A Região Centro-Oeste do Brasil agora conta com um laboratório avançado para análise de vinhos. O Centro de Análises e Pesquisa da Vitivinicultura Brasileira foi inaugurado na terça-feira, 31 de março de 2026, e é mantido pela Associação Nacional dos Produtores de Vinho de Inverno (Anprovin).
O investimento na nova estrutura ultrapassa R$ 12 milhões, sendo aproximadamente R$ 4 milhões provenientes da Agência Brasileira de Desenvolvimento Industrial (ABDI), que está vinculada ao Ministério do Desenvolvimento, Indústria, Comércio e Serviços (MDIC). As atividades do laboratório estão previstas para começar em junho de 2026, antes da feira nacional de vinicultura, Expovitis Brasil.
A expectativa é que o laboratório atenda os 56 rótulos associados à Anprovin, incluindo três vinícolas de Goiás: Casa Moura, localizada em Nazário, Quartetto, em Águas Lindas, e Serra das Galés, em Paraúna. Além disso, o laboratório também receberá demandas de outras vinícolas.
Entre as análises que serão realizadas estão exames físico-químicos voltados à certificação e controle de qualidade da produção vinícola. O laboratório fará análises cromatográficas, acompanhamento da maturação e exames de rotina para garantir a segurança, como a detecção de metanol.
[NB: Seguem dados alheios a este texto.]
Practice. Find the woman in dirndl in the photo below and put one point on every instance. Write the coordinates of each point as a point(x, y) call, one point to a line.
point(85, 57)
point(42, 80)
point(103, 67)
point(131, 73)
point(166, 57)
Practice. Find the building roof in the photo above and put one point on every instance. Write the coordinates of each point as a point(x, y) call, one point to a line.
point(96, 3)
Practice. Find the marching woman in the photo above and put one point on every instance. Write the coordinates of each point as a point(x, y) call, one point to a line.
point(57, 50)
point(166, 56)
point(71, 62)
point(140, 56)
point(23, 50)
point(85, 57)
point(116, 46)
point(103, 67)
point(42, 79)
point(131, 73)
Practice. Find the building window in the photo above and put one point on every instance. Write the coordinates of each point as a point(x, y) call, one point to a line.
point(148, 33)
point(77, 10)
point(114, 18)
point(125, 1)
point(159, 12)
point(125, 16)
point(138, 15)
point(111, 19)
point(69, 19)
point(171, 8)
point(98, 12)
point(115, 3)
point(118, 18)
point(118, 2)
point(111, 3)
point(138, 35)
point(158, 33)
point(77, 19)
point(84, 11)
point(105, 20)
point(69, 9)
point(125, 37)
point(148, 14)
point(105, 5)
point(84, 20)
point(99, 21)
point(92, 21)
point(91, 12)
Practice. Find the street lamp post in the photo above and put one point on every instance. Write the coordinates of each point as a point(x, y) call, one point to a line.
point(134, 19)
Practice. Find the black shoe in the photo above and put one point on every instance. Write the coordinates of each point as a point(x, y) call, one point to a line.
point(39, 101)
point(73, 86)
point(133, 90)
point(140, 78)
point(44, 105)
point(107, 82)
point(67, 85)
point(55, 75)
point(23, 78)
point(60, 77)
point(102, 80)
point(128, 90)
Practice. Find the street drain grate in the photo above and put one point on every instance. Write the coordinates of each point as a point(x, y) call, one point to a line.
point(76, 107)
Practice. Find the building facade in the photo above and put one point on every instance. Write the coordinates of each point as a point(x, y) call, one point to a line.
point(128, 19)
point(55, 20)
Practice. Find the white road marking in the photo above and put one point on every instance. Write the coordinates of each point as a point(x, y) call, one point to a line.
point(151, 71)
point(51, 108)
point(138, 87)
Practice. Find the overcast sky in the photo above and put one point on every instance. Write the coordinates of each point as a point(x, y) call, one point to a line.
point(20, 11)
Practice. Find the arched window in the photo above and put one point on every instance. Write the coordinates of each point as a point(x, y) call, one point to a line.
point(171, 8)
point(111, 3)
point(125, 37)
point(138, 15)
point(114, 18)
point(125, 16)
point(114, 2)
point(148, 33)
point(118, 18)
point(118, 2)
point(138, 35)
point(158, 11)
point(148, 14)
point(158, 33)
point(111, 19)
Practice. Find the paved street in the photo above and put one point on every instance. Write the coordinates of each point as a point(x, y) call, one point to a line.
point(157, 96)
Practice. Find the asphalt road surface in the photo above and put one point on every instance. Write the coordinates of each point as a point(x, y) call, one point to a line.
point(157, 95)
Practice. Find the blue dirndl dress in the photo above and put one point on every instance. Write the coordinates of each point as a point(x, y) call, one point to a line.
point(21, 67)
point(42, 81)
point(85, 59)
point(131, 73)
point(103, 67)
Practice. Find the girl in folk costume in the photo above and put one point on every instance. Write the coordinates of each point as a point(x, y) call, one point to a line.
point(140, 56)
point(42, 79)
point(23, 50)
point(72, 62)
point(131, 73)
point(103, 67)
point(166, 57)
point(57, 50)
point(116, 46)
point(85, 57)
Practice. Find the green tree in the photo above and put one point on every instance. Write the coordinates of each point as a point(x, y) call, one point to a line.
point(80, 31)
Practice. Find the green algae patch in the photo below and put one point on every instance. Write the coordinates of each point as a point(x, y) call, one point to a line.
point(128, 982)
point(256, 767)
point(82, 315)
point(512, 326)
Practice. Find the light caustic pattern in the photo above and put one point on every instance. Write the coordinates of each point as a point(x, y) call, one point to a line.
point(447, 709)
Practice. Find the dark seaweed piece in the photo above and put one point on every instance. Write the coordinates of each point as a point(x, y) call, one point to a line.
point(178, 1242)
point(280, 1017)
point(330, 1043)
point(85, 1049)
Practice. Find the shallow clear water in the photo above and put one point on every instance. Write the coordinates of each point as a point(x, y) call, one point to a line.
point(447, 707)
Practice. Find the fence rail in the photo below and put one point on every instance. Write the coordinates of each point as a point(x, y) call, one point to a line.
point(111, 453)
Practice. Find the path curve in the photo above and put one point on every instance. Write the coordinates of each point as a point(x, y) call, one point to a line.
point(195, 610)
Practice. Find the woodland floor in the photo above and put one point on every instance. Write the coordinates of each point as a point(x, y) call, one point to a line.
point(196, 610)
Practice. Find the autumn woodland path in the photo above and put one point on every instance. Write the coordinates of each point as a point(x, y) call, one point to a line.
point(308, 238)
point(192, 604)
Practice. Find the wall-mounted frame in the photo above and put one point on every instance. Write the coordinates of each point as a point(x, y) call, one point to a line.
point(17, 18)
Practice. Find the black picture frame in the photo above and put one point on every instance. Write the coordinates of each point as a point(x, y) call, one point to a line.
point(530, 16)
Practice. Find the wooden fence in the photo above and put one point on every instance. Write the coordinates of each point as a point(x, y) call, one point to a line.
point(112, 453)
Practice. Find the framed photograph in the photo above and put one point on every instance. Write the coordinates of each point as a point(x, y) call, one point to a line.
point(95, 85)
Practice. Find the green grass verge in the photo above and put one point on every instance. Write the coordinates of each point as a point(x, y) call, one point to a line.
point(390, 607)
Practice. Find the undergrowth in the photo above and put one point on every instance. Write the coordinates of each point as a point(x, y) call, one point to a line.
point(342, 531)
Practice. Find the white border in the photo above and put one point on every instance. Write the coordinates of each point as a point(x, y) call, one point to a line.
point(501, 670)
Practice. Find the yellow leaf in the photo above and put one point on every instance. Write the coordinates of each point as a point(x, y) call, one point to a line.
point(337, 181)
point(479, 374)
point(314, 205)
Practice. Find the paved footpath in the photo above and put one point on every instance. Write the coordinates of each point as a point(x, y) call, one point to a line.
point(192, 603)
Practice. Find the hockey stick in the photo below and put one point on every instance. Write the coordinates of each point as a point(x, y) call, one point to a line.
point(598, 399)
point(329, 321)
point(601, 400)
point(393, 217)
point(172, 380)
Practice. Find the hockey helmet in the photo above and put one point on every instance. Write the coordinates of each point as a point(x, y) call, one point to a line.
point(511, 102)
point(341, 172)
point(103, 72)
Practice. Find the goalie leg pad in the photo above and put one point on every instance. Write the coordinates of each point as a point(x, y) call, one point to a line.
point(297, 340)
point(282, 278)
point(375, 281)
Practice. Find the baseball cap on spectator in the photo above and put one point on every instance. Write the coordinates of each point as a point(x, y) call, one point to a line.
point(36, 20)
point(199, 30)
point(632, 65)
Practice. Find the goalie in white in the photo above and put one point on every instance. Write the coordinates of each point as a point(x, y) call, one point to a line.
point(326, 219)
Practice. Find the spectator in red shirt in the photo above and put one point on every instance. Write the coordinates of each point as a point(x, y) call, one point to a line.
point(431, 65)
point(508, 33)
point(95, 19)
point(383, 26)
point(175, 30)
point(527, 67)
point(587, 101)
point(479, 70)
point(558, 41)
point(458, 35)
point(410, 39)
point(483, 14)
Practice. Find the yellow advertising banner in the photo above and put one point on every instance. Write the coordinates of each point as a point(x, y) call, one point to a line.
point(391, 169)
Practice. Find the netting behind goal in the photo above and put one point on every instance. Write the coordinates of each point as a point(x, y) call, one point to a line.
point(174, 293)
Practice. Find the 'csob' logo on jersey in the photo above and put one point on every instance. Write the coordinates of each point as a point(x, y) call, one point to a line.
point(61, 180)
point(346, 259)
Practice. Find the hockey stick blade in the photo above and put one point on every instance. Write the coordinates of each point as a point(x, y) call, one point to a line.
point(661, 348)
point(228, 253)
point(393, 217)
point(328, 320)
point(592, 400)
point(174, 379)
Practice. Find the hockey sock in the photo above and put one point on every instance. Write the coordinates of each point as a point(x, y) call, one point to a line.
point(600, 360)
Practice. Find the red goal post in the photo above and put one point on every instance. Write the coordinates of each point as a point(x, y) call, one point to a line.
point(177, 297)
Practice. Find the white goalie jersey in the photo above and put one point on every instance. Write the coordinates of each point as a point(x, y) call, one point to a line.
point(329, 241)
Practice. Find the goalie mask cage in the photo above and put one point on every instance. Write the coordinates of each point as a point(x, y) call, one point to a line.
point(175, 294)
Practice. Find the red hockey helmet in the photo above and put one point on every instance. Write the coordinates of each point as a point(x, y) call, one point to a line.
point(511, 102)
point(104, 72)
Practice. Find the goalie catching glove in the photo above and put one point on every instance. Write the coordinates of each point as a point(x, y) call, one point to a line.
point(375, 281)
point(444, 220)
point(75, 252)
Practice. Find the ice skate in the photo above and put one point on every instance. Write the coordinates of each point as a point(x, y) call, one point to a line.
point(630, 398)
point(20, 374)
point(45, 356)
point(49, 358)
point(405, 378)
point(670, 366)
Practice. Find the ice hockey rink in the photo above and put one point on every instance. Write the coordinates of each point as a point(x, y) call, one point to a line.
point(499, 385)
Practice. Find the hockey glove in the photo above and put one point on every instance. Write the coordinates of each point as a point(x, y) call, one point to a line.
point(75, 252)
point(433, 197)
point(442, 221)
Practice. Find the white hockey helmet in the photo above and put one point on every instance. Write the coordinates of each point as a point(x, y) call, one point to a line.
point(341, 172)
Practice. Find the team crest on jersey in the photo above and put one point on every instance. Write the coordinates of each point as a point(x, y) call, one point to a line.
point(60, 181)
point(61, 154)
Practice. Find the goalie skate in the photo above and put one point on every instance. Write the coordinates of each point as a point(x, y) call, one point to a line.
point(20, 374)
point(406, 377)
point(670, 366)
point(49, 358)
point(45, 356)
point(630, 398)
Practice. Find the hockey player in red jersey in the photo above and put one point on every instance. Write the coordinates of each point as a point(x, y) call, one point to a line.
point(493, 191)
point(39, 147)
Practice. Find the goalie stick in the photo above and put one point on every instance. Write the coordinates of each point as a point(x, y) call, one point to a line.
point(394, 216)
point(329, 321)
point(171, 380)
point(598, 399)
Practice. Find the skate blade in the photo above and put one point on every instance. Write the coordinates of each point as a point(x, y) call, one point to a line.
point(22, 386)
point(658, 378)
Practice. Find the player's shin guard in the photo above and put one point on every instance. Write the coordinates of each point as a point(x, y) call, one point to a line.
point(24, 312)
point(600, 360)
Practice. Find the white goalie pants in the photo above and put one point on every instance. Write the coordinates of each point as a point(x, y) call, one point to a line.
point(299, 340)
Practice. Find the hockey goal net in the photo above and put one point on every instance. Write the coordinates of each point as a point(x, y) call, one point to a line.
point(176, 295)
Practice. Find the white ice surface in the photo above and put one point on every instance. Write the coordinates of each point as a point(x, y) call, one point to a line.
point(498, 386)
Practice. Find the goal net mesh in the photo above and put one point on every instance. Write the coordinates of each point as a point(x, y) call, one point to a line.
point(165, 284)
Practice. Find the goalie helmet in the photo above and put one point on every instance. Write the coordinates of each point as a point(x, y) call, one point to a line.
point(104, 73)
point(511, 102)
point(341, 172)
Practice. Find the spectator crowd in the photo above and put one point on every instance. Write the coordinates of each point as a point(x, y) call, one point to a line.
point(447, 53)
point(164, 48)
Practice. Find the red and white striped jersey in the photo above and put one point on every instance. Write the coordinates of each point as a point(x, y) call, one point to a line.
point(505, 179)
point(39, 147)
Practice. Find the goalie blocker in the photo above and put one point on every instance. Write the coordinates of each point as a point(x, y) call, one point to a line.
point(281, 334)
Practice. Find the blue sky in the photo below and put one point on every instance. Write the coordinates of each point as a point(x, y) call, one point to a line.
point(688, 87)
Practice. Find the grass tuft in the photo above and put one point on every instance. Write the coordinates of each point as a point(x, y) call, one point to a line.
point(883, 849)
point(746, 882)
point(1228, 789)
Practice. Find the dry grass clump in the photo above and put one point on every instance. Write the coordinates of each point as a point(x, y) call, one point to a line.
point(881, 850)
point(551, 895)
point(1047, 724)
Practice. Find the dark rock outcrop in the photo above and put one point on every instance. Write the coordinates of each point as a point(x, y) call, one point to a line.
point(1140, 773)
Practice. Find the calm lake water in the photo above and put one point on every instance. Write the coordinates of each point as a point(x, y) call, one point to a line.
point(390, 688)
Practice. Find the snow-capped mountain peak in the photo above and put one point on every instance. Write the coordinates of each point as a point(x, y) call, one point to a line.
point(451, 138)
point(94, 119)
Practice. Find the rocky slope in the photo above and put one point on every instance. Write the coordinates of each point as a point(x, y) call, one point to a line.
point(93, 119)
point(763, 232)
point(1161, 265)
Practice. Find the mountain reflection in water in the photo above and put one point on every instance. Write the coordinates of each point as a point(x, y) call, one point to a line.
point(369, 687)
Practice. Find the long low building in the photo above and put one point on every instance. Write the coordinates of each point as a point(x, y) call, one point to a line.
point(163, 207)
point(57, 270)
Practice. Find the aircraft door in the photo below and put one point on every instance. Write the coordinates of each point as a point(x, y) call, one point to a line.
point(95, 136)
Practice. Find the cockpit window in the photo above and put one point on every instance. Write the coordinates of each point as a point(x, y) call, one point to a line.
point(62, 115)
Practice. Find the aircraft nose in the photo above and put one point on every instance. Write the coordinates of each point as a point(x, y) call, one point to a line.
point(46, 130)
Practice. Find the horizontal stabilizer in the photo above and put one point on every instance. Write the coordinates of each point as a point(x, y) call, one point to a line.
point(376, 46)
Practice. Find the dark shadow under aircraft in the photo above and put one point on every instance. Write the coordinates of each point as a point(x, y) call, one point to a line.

““Às vezes, o produtor do Centro-Oeste ou Sudeste perde muito tempo enviando as análises para os laboratórios do Sul — e tempo é dinheiro”, afirmou Ronaldo Triacca, diretor de relações institucionais da Anprovin.”
Triacca também destacou que o novo centro deve apoiar a expansão da vitivinicultura fora do eixo tradicional e contribuir para a consolidação dos vinhos de inverno. Ele mencionou que, em uma degustação às cegas, um vinho brasileiro na faixa de R$ 200 pode se destacar em comparação a vinhos internacionais.
A produção da uva Syrah na região do Distrito Federal e Entorno é um dos destaques, com altos índices de polifenóis. A atividade vitivinícola também avança em municípios goianos como Pirenópolis, Cocalzinho de Goiás, Cristalina e Corumbá de Goiás.